Dance educators have a significant responsibility to actively safeguard the physical, mental and emotional wellbeing of all children within their care. It is in recognition of this responsibility, and my passion to see our young people thriving in the safest, most positive and supportive environments possible, that I have written a proposed ‘Code of Practice’ for dance educators and service providers. The code is an ethical framework designed to specifically combat sexualisation and harmful messages in children’s dance education, and empower teachers to adopt practices that holistically safeguard the well-being of our young people.
Such a policy does not exist. A governing authority to implement a policy in the 6,000 studios across Australia does not exist, and the Department of Education do not have a dance-specific policy in place for their in-school programs.

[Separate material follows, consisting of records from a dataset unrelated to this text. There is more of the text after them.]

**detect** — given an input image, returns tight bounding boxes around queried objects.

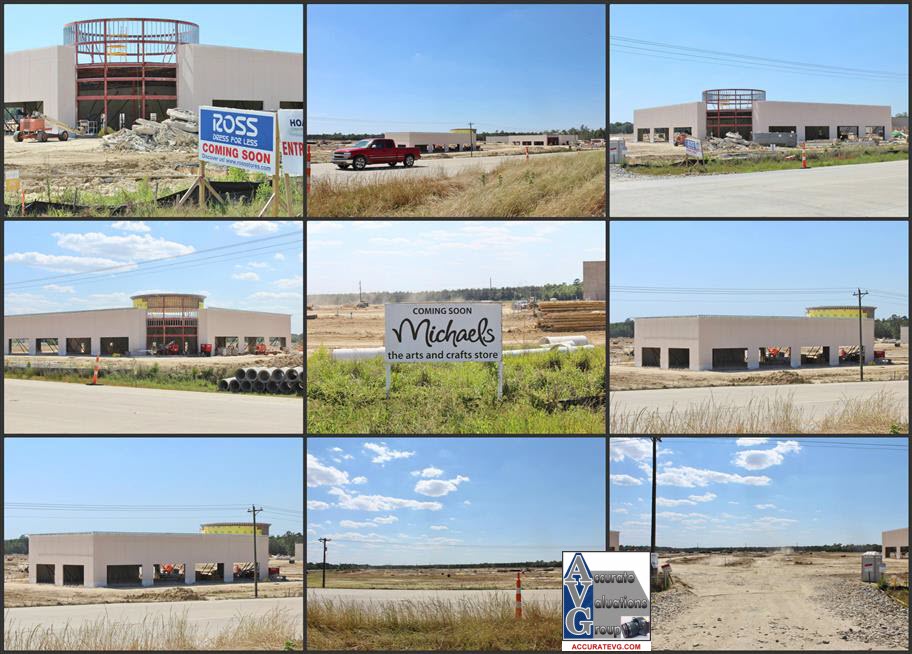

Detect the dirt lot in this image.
[652,552,909,651]
[3,136,227,200]
[608,338,909,391]
[307,568,561,590]
[307,302,605,354]
[3,554,304,609]
[5,354,304,371]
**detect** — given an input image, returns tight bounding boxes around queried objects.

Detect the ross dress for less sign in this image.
[383,302,503,363]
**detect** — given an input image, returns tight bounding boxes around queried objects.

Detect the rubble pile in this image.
[102,109,199,152]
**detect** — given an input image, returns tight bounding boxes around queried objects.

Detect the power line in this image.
[611,36,909,77]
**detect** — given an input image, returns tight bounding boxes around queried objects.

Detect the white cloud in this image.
[3,252,136,273]
[51,232,196,261]
[329,488,443,511]
[610,475,643,486]
[732,441,801,470]
[409,466,443,479]
[610,436,652,461]
[735,437,769,447]
[41,284,76,293]
[307,453,348,488]
[231,220,279,237]
[111,220,152,232]
[272,275,304,288]
[656,466,770,488]
[415,475,470,497]
[362,442,415,463]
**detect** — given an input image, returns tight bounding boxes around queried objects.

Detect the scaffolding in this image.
[703,89,766,141]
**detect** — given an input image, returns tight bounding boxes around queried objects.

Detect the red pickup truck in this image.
[332,139,421,170]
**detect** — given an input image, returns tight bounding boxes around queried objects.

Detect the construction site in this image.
[3,12,304,215]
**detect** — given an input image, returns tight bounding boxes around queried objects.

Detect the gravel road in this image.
[310,152,577,184]
[652,554,909,651]
[608,161,909,218]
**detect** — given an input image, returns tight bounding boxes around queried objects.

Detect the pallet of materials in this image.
[538,300,606,332]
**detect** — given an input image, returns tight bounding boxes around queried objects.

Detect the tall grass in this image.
[609,391,909,434]
[3,608,304,652]
[307,151,606,218]
[307,596,561,651]
[306,347,607,434]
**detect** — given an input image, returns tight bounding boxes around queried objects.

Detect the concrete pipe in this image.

Until this day arrives, I and other concerned people have launched an association to bring this proposed policy to the Australian community. KidsPace Code Incorporated was set up in NSW March 2 and has developed the KidsPace Dance Code of Practice, which is included in a submission to the current NSW State Parliament inquiry into Sexualisation of Children and Young People. With the endorsement of well known and respected psychologist Steve Biddulph AM and a committee of passionate people from a range of sectors including education, welfare and child safety, we are excited to play our part in ensuring young dancers are thriving in positive, safe and supportive environments.
Parents, studio directors, teachers, school principals and anyone involved in the provision of children’s dance education can head to the website and register their interest to view the code.
Jemma Nicoll is a UTS Journalism graduate and freelance writer. She directs Inspire Creative Arts, a dance school in Sydney’s Sutherland Shire and is involved in mentoring and self-esteem development programs for girls.